Interesting article. I’d add one more point to Gernot’s:

- seL4 does have a test suite, and the verifiers are very happy about that. :-)

Even though it is proved correct, the proof does have assumptions and you can can validate those by test. For maintenance, finding simple obvious mistakes can be quick in a regression test suite, saving you time in verification. The problem with test is just that you don't know when you have tested enough. That’s what the proof is good at.

Cheers,
Gerwin


On 31.08.2015, at 21:46, Gernot Heiser <gernot@nicta.com.au> wrote:

On 31 Aug 2015, at 19:33 , Jeroen Slim van Gelderen <askslim@gmail.com> wrote:

In seL4, capabilities are used to refer to blocks of memory. You can delegate access to parts of your address space simply by passing the capability to another process. You can also implement nested processes, by providing them with only the capabilities to talk to you. Memory in seL4 is typed. For example, some memory regions hold capabilities; to preserve the unforgeable guarantee, they can only be modified by the microkernel. On boot, the kernel reserves some memory for itself and then delegates the remainder of the memory to a process as an untyped memory (UM) capability. -- http://www.informit.com/articles/article.aspx?p=1994798

Thanks for the pointer to this article, I hadn’t seen it.

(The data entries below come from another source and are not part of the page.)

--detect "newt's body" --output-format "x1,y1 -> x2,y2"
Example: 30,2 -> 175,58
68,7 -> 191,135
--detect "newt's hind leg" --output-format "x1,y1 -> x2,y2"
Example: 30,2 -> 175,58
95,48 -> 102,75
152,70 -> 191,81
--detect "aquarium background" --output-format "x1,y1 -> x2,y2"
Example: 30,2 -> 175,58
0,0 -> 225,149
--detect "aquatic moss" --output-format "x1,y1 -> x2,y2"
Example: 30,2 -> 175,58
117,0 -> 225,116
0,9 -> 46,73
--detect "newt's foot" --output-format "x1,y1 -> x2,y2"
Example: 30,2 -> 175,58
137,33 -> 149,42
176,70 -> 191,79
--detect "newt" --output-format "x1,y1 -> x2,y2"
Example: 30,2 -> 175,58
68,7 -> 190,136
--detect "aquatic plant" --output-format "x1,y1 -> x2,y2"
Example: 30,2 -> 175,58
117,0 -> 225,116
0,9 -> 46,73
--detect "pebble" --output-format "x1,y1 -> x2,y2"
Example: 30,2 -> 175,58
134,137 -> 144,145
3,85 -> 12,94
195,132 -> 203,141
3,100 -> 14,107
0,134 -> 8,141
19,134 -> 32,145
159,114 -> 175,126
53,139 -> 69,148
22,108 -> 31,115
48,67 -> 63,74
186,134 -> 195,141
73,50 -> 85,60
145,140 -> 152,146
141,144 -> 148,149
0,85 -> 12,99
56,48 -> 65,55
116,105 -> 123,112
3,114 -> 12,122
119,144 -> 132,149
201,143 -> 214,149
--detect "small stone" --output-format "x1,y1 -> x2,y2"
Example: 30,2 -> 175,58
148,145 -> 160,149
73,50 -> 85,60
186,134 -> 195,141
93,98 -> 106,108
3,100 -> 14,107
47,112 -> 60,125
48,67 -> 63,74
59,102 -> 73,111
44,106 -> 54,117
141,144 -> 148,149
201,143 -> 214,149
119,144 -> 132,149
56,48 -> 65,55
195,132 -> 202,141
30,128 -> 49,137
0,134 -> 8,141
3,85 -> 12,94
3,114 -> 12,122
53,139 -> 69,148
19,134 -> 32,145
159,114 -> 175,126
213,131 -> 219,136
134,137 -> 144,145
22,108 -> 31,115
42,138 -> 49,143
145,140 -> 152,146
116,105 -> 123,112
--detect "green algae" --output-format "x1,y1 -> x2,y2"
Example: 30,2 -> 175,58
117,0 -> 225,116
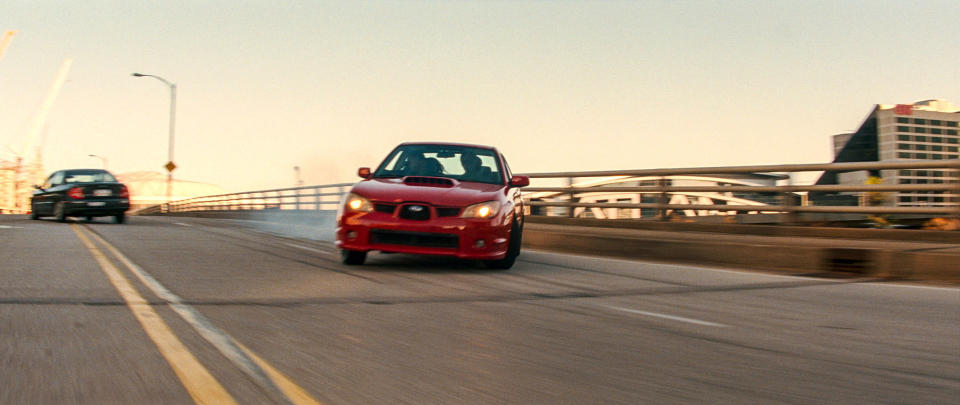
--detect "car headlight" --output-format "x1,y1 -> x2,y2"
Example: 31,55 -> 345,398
345,193 -> 373,212
460,201 -> 500,218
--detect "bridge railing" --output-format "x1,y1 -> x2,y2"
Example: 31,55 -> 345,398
137,183 -> 353,215
138,160 -> 960,221
523,160 -> 960,221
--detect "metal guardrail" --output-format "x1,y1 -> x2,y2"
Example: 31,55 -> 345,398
523,160 -> 960,219
138,160 -> 960,219
137,183 -> 353,215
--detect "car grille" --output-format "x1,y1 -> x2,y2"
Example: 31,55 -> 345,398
373,203 -> 397,215
370,229 -> 460,249
400,204 -> 430,221
437,207 -> 460,217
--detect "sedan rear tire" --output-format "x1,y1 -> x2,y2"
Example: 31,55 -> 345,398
53,201 -> 67,222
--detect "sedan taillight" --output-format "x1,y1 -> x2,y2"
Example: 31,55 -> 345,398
67,187 -> 83,200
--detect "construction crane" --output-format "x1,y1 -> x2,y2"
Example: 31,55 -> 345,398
0,45 -> 73,213
0,30 -> 17,214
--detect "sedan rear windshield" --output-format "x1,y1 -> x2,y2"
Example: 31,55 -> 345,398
63,170 -> 117,183
373,145 -> 504,184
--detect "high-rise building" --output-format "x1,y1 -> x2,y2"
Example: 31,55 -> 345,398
811,100 -> 960,207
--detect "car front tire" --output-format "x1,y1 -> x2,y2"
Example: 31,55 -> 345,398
483,220 -> 523,270
340,249 -> 367,266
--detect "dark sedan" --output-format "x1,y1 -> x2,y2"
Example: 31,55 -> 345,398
30,169 -> 130,224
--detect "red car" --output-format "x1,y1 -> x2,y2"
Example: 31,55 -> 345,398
336,143 -> 530,269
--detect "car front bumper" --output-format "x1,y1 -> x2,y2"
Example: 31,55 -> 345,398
336,212 -> 511,260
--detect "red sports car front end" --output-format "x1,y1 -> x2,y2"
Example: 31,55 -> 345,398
336,144 -> 529,268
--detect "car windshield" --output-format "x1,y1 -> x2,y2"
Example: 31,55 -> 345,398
373,145 -> 503,184
63,170 -> 117,183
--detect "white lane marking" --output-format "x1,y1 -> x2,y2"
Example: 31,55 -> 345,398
601,305 -> 727,328
284,243 -> 331,253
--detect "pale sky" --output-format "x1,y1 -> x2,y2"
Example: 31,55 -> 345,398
0,0 -> 960,191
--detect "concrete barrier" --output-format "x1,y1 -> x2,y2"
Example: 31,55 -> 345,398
524,221 -> 960,283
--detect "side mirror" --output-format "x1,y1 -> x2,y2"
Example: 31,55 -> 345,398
510,176 -> 530,187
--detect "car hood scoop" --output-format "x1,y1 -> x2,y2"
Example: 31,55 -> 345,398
403,176 -> 456,188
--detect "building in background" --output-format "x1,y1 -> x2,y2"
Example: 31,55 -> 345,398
810,100 -> 960,207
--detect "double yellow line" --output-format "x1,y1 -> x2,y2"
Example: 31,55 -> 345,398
70,224 -> 320,405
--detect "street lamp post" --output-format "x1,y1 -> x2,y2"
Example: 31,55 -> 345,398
87,155 -> 107,170
131,73 -> 177,203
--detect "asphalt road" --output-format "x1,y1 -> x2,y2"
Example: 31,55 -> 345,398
0,215 -> 960,404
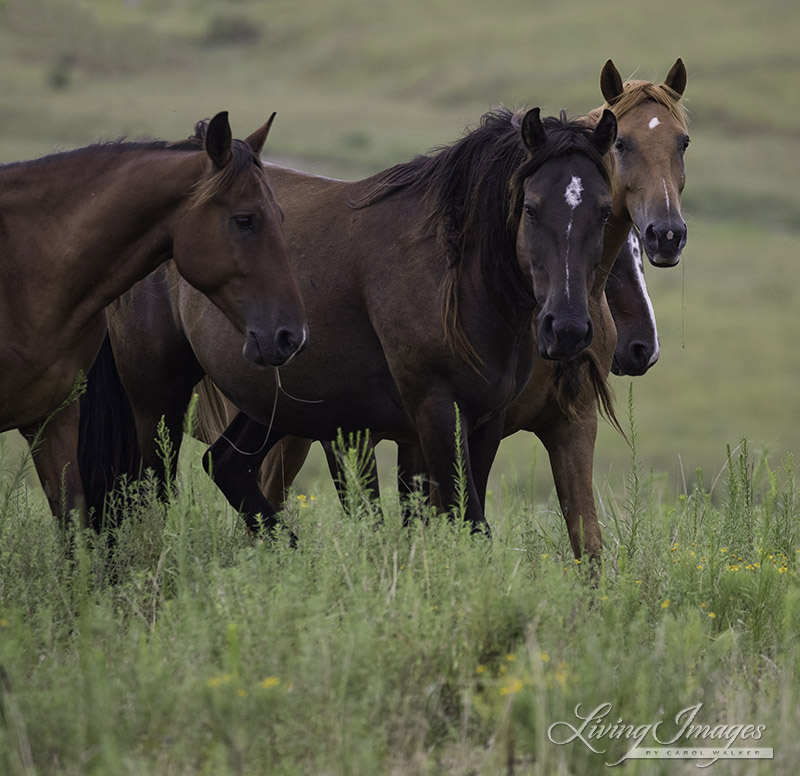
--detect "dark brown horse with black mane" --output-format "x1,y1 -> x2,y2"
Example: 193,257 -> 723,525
79,109 -> 616,530
198,59 -> 688,555
0,113 -> 306,528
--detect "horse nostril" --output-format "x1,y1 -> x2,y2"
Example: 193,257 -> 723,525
540,315 -> 555,338
275,327 -> 306,361
628,342 -> 650,374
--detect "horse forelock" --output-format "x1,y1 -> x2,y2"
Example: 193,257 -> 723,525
590,81 -> 689,129
182,119 -> 266,208
509,117 -> 614,223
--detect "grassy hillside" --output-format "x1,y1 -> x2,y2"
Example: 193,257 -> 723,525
0,0 -> 800,492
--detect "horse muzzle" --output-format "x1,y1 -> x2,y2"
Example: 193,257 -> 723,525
611,340 -> 660,377
538,313 -> 594,361
242,326 -> 308,366
641,221 -> 687,267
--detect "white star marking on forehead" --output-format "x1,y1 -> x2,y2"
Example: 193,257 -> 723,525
564,175 -> 583,210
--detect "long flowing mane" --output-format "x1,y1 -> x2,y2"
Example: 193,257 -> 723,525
350,107 -> 609,371
589,80 -> 689,129
0,119 -> 266,207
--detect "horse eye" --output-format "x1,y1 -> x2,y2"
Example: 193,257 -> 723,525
233,213 -> 253,231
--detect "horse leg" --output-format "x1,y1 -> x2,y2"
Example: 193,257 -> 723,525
203,412 -> 281,534
536,412 -> 602,563
22,401 -> 85,528
469,412 -> 505,512
259,436 -> 311,509
415,400 -> 489,534
321,436 -> 380,510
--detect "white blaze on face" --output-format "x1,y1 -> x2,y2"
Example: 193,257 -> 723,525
564,175 -> 583,301
628,229 -> 661,366
564,175 -> 583,210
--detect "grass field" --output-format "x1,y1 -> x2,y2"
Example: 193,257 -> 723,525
0,0 -> 800,776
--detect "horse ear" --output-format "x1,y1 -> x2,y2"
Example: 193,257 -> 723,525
245,113 -> 275,155
664,57 -> 687,96
521,108 -> 547,153
592,108 -> 617,156
205,110 -> 233,170
600,59 -> 623,105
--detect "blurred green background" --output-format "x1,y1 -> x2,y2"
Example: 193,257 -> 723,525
0,0 -> 800,498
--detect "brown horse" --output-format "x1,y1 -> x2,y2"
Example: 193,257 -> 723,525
0,113 -> 306,514
87,109 -> 616,530
198,59 -> 688,556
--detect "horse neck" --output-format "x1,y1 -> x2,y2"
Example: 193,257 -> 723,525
0,149 -> 202,323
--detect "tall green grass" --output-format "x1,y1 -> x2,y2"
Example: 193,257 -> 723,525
0,412 -> 800,776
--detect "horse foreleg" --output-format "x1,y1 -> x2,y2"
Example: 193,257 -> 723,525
21,401 -> 86,528
415,401 -> 489,534
469,412 -> 505,511
259,436 -> 311,509
203,412 -> 280,534
537,413 -> 602,562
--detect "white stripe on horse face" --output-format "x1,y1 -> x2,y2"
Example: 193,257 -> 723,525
564,175 -> 583,210
564,175 -> 583,302
628,229 -> 661,366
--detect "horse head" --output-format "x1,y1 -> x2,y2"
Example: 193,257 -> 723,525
517,108 -> 617,361
600,59 -> 689,267
173,112 -> 308,366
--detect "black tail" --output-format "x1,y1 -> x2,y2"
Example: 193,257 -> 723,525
78,334 -> 141,529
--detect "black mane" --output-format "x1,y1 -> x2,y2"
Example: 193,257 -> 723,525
351,107 -> 609,324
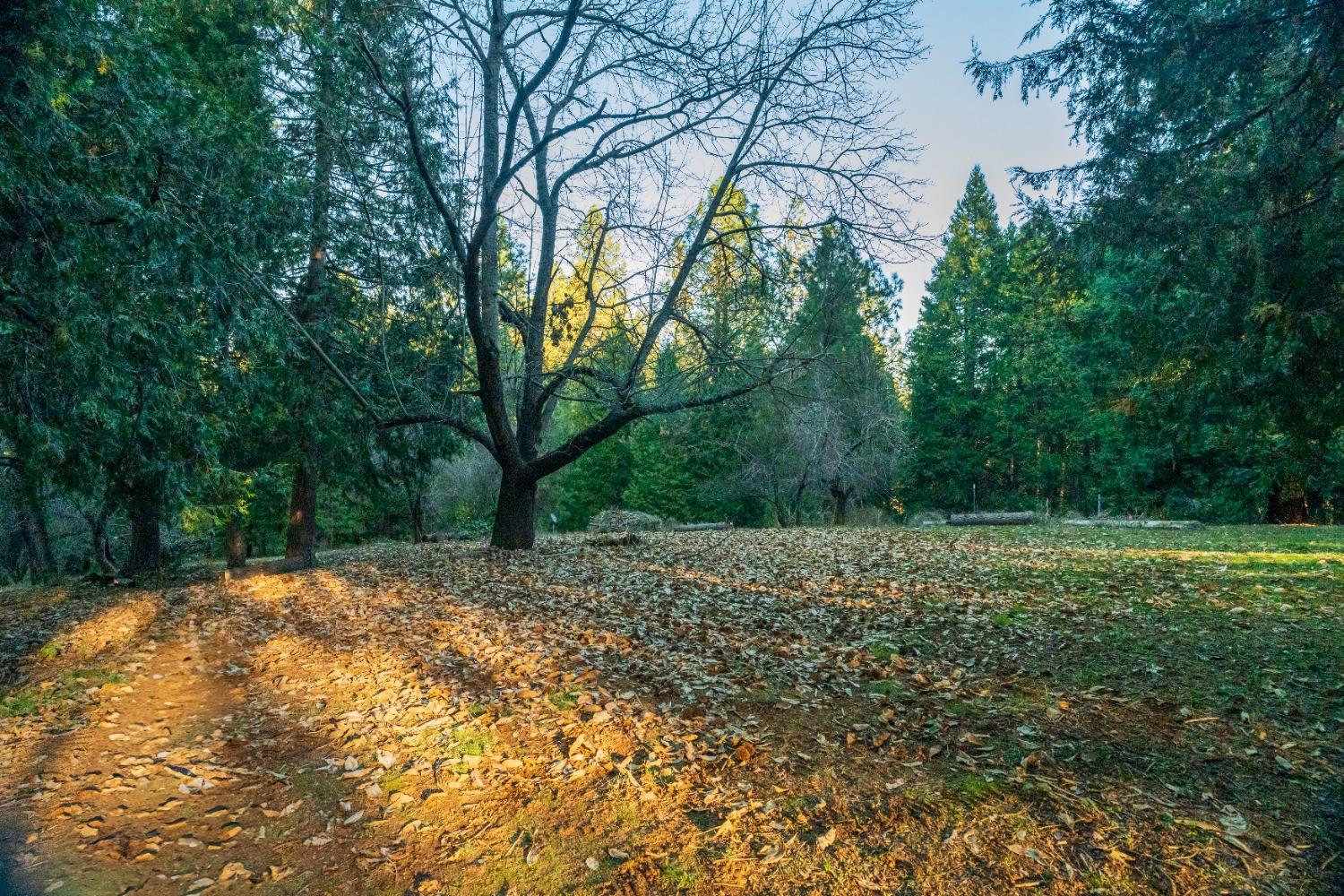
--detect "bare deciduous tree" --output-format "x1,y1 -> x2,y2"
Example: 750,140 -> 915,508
368,0 -> 922,548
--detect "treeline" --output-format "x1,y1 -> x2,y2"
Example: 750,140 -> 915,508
906,0 -> 1344,522
0,0 -> 1344,579
0,0 -> 918,581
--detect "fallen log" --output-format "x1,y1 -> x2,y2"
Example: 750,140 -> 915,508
1064,519 -> 1204,530
425,530 -> 481,544
948,511 -> 1037,525
225,557 -> 306,582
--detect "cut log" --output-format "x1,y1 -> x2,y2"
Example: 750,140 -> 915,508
425,530 -> 481,544
225,557 -> 309,582
1064,519 -> 1204,530
948,511 -> 1037,525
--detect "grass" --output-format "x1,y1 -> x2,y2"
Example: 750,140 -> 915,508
0,668 -> 125,719
659,857 -> 701,890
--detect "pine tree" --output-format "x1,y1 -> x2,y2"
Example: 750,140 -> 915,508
905,165 -> 1007,508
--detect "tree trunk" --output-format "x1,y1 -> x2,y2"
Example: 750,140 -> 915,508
491,473 -> 537,551
225,513 -> 247,570
121,481 -> 163,576
285,457 -> 317,567
831,487 -> 849,525
410,489 -> 425,544
19,495 -> 56,584
90,504 -> 117,576
1265,479 -> 1311,522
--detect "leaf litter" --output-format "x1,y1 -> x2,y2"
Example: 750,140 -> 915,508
0,528 -> 1344,896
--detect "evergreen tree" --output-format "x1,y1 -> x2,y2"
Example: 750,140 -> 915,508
905,165 -> 1007,508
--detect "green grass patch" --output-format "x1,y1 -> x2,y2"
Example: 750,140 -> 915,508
659,858 -> 701,890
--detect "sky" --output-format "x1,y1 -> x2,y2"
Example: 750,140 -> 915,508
889,0 -> 1082,332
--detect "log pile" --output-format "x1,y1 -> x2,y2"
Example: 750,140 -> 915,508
948,511 -> 1037,525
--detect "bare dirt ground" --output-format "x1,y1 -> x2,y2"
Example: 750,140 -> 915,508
0,528 -> 1344,896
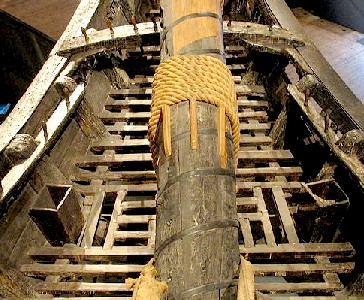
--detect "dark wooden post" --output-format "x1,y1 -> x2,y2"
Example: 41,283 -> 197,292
156,0 -> 240,299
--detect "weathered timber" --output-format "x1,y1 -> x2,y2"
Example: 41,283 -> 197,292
21,263 -> 143,277
156,102 -> 239,299
240,243 -> 354,259
28,246 -> 154,262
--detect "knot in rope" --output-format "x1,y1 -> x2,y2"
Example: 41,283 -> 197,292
148,55 -> 239,167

It has a lot of informed content, but also some some confusion, so take it with a grain of salt.

Among the things I noticed:

- this is the first time I hear about doubling access-rights check in Mach being a major issue. Maybe it was, but it hasn’t figured in the literature or discussions with Jochen Liedtke. Other comments about Mach I can confirm.

- I have no idea where this factor 25 comes from: "The numbers produced by NICTA indicate that it costs around 25 times as much to develop a system this way as to develop one with no verification, testing, or QA.” OK, writing an OS with “cat >” is going to be faster, but also utterly useless, so what’s the point? Our more detailed analysis paints a completely different picture: we’re a factor 2–3 *cheaper* than traditional "high-assurance” software (which still has no guarantee of correctness), and a factor 2–4 more expensive than traditional low-assurance software (which doesn’t even pretend to make any claims of correctness). For details, check the peer-reviewed literature: https://ssrg.nicta.com.au/publications/nictaabstracts/Klein_AEMSKH_14.abstract.pml

- the comments about preemtability (or not) miss the point. The continuation-passing style is a result of seL4 being an event-based design (as opposed to the traditional process-oriented L4 kernels), a decision which was made *before* any thought of verification (to reduce memory usage) but turned out to be an enabler. The mechanism for achieving good interrupt latencies are preemption points, which aren’t new, the UNSW L4/MIPS kernel had them 18 years ago. See ttps://ssrg.nicta.com.au/publications/nictaabstracts/Elphinstone_Heiser_13.abstract.pml for details.

- TrustZone actually adds *nothing* that can’t be achieved with just seL4. Its continued existence is a result of established players not wanting to change their (broken) security model.